4

I got fed up last night and started porting PyVISA to Python 3 (progress here: https://github.com/thevorpalblade/pyvisa).

I've gotten it to the point where everything works, as long as I pass device addresses (well, any string really) as an ASCII string rather than the default unicode string (For example,
HP = vida.instrument(b"GPIB::16") works, whereas HP = vida.instrument("GPIB::16") does not, raising a ValueError.

Ideally, the end user should not have to care about string encoding. Any suggestions as to how I should approach this? Something in the ctypes type definitions perhaps?

As it stands, the relevant ctypes type definition is:

ViString = _ctypes.c_char_p
Peter Mortensen
  • 30,738
  • 21
  • 105
  • 131

1 Answers1

6

ctypes, like most things in Python 3, intentionally doesn't automatically convert between unicode and bytes. That's because in most use cases, that would just be asking for the same kind of mojibake or UnicodeEncodeError disasters that people switched to Python 3 to avoid.

However, when you know you're only dealing with pure ASCII, that's another story.
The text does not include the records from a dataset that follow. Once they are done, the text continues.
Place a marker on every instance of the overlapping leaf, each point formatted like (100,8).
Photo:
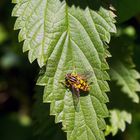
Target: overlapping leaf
(117,121)
(126,76)
(63,35)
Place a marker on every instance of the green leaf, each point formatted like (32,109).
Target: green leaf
(123,7)
(63,35)
(122,66)
(117,121)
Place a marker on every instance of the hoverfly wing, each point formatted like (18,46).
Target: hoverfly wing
(75,95)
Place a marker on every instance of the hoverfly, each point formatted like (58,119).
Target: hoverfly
(77,83)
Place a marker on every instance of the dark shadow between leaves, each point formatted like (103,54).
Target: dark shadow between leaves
(92,4)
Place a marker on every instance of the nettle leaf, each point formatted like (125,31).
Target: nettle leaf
(126,76)
(62,35)
(118,121)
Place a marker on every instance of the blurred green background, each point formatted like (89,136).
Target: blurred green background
(18,78)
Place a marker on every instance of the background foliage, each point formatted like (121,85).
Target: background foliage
(17,89)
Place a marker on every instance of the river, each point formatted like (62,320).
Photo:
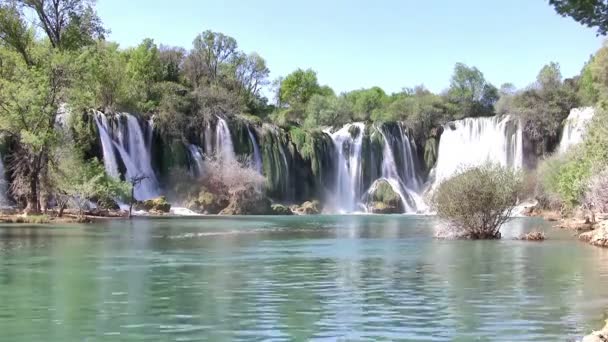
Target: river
(294,278)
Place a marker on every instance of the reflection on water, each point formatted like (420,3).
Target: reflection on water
(294,278)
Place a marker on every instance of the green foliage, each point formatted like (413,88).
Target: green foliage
(299,87)
(478,201)
(80,181)
(470,94)
(589,13)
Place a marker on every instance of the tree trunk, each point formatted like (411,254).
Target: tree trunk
(61,209)
(32,198)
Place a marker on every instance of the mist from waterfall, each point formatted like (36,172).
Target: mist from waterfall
(4,202)
(473,142)
(348,169)
(223,141)
(257,156)
(130,142)
(404,183)
(197,160)
(575,127)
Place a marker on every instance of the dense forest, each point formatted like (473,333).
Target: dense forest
(61,63)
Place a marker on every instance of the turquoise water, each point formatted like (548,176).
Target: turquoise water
(320,278)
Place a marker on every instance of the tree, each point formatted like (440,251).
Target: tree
(14,31)
(211,52)
(134,182)
(478,201)
(366,101)
(68,24)
(298,87)
(470,93)
(29,102)
(591,13)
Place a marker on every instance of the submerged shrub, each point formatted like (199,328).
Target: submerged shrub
(478,201)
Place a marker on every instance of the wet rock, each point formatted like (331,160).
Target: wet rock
(382,199)
(307,208)
(597,336)
(279,209)
(158,205)
(597,237)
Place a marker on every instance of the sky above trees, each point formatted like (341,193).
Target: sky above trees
(386,43)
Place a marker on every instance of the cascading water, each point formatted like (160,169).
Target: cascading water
(405,184)
(107,145)
(197,157)
(475,141)
(575,127)
(257,156)
(223,142)
(4,202)
(130,143)
(348,169)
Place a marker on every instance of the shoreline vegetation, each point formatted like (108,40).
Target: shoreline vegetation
(72,101)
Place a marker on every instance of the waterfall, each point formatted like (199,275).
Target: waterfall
(404,183)
(257,156)
(223,141)
(107,145)
(197,157)
(348,170)
(208,145)
(575,127)
(475,141)
(4,202)
(130,142)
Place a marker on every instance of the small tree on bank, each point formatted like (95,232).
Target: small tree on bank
(477,202)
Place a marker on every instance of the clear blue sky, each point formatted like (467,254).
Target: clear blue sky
(355,44)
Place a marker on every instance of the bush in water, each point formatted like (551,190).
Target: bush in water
(477,202)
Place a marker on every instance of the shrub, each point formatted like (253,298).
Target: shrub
(478,201)
(596,197)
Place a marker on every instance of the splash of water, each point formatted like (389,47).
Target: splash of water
(348,170)
(575,127)
(223,141)
(257,156)
(473,142)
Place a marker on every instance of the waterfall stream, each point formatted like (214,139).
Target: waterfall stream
(348,170)
(257,156)
(223,141)
(475,141)
(575,127)
(4,202)
(404,183)
(130,142)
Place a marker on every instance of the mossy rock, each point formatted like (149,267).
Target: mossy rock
(207,203)
(280,209)
(158,204)
(383,199)
(308,208)
(383,208)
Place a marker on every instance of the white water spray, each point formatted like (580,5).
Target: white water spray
(348,170)
(575,127)
(223,141)
(257,156)
(473,142)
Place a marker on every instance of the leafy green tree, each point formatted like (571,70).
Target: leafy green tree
(100,80)
(68,24)
(143,71)
(366,101)
(545,105)
(591,13)
(470,93)
(327,111)
(299,87)
(211,52)
(29,101)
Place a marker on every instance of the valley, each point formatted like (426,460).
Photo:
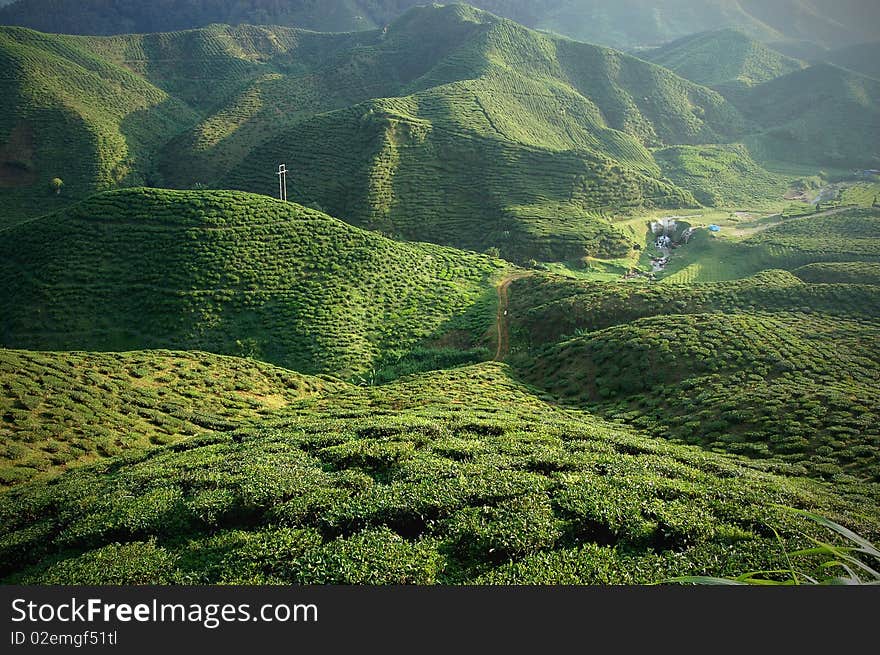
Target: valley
(535,310)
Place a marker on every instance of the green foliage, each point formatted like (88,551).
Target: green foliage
(58,410)
(726,59)
(378,486)
(797,387)
(721,176)
(230,273)
(820,114)
(623,24)
(852,563)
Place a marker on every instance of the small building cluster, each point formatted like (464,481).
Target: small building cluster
(663,242)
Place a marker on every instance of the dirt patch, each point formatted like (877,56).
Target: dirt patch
(17,158)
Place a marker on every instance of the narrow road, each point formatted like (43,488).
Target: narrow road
(502,321)
(749,230)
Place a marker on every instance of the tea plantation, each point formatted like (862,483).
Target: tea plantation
(456,356)
(429,495)
(236,274)
(64,409)
(799,387)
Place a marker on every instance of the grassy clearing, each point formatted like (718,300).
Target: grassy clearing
(235,274)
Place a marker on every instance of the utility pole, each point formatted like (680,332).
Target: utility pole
(282,182)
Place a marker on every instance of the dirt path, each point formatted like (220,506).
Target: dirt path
(773,221)
(502,322)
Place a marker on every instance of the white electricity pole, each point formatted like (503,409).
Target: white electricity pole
(282,182)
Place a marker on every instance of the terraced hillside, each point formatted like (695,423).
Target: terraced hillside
(722,176)
(862,58)
(449,125)
(822,113)
(232,273)
(545,135)
(727,60)
(66,113)
(620,24)
(440,494)
(795,386)
(839,234)
(59,410)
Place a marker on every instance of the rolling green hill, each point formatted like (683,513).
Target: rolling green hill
(822,113)
(724,59)
(546,135)
(232,273)
(451,126)
(60,410)
(621,24)
(67,113)
(800,387)
(721,176)
(862,58)
(518,492)
(840,273)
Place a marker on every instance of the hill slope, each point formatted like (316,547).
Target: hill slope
(413,495)
(452,126)
(863,58)
(229,273)
(67,113)
(620,24)
(795,386)
(60,410)
(725,59)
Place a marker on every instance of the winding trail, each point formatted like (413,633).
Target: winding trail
(502,322)
(777,219)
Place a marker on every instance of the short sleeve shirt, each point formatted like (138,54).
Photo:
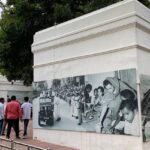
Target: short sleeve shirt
(26,107)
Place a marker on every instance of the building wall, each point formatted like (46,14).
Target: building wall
(111,43)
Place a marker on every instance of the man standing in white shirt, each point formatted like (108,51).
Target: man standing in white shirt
(26,108)
(1,114)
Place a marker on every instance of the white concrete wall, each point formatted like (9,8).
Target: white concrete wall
(17,89)
(106,40)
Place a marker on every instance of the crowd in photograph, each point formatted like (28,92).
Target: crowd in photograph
(114,102)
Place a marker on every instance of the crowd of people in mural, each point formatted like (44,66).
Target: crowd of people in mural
(113,105)
(11,112)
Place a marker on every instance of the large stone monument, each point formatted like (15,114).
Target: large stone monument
(92,80)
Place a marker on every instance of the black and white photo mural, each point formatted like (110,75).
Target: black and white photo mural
(102,103)
(145,97)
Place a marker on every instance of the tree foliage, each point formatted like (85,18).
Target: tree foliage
(22,18)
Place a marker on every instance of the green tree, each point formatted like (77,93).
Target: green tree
(22,18)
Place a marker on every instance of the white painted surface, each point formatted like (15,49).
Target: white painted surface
(17,89)
(109,39)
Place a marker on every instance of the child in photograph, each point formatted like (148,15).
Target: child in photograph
(124,95)
(131,116)
(105,110)
(57,107)
(95,99)
(106,126)
(114,86)
(76,105)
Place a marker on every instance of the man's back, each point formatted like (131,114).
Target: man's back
(12,110)
(26,109)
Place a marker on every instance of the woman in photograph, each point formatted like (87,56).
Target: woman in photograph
(113,86)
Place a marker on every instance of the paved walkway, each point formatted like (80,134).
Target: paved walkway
(30,140)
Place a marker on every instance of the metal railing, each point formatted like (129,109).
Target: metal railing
(12,145)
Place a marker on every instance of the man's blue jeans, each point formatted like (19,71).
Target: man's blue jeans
(1,126)
(26,122)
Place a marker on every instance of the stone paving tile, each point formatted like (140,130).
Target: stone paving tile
(30,140)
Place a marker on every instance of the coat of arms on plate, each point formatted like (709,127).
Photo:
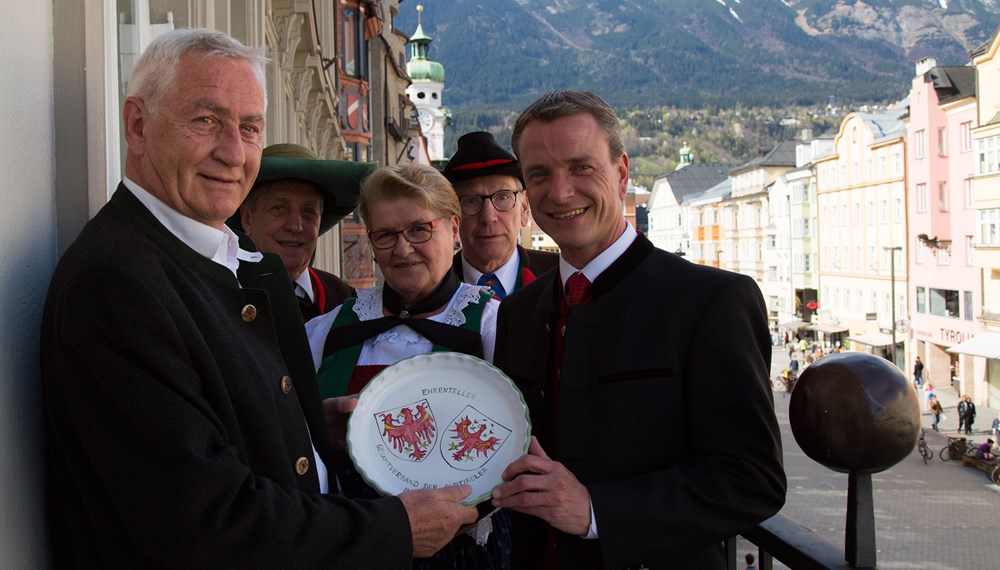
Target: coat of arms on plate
(472,439)
(409,430)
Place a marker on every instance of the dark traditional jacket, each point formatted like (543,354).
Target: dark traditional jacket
(531,264)
(664,408)
(179,407)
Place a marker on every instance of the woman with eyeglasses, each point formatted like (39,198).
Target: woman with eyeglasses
(412,217)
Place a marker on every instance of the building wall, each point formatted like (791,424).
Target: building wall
(28,226)
(61,158)
(860,213)
(940,165)
(986,191)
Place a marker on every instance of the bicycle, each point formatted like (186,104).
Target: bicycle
(925,452)
(952,451)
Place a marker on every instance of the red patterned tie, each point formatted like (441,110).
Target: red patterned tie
(578,289)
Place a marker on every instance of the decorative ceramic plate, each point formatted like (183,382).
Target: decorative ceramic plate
(435,420)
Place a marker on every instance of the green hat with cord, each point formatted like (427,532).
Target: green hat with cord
(339,181)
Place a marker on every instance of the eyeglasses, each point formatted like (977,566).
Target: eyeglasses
(503,200)
(417,233)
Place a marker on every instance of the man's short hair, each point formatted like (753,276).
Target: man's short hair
(157,68)
(562,103)
(425,184)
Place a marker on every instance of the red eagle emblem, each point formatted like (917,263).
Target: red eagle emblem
(470,440)
(413,434)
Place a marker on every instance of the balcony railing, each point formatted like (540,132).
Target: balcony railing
(816,411)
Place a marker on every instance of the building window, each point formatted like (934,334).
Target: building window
(989,227)
(354,45)
(943,196)
(920,144)
(989,161)
(943,302)
(921,197)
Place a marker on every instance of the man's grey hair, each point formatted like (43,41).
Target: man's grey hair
(563,103)
(158,68)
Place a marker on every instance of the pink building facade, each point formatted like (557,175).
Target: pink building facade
(945,293)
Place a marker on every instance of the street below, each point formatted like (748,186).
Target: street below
(942,515)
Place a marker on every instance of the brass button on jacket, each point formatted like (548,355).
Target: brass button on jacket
(249,313)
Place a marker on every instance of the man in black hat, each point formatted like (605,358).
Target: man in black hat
(488,182)
(296,198)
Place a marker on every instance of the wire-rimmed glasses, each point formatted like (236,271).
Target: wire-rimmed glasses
(503,200)
(417,233)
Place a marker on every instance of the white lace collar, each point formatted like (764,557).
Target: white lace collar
(369,307)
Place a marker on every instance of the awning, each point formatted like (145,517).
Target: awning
(828,329)
(985,344)
(873,339)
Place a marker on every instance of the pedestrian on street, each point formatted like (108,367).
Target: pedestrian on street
(935,407)
(967,414)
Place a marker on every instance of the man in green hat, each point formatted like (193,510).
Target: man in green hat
(296,198)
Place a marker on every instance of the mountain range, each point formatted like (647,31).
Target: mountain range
(502,54)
You have to be explicit—but you can factor out that explicitness into a wrapper.


As explained in Specifying the required argument types (function prototypes), in addition to a standard ctypes type, you can pass any class that has a from_param classmethod—which normally returns an instance of some type (usually the same type) with an _as_parameter_ attribute, but can also just return a native ctypes-type value instead.

class Asciifier(object):
    @classmethod
    def from_param(cls, value):
        if isinstance(value, bytes):
            return value
        else:
            return value.encode('ascii')

This may not be the exact rule you want—for example, it'll fail on bytearray (just as c_char_p will) even though that could be converted quietly to bytes… but then you wouldn't want to implicitly convert an int to bytes. Anything, whatever rule you decide on should be easy to code.


Here's an example (on OS X; you'll obviously have to change how libc is loaded for linux, Windows, etc., but you presumably know how to do that):

>>> libc = CDLL('libSystem.dylib')
>>> libc.atoi.argtypes = [Asciifier]
>>> libc.atoi.restype = c_int
>>> libc.atoi(b'123')
123
>>> libc.atoi('123')
123
>>> libc.atoi('123') # Unicode fullwidth digits
ArgumentError: argument 1: <class 'UnicodeEncodeError'>: 'ascii' codec can't encode character '\uff10' in position 0: ordinal not in range(128)
>>> libc.atoi(123)
ArgumentError: argument 1: <class 'AttributeError'>: 'int' object has no attribute 'encode'

Obviously you can catch the exception and raise a different one if those aren't clear enough for your use case.

You can similarly write a Utf8ifier, or an Encodifier(encoding, errors=None) class factory, or whatever else you need for some particular library and stick it in the argtypes the same way.


If you also want to auto-decode return types, see Return types and errcheck.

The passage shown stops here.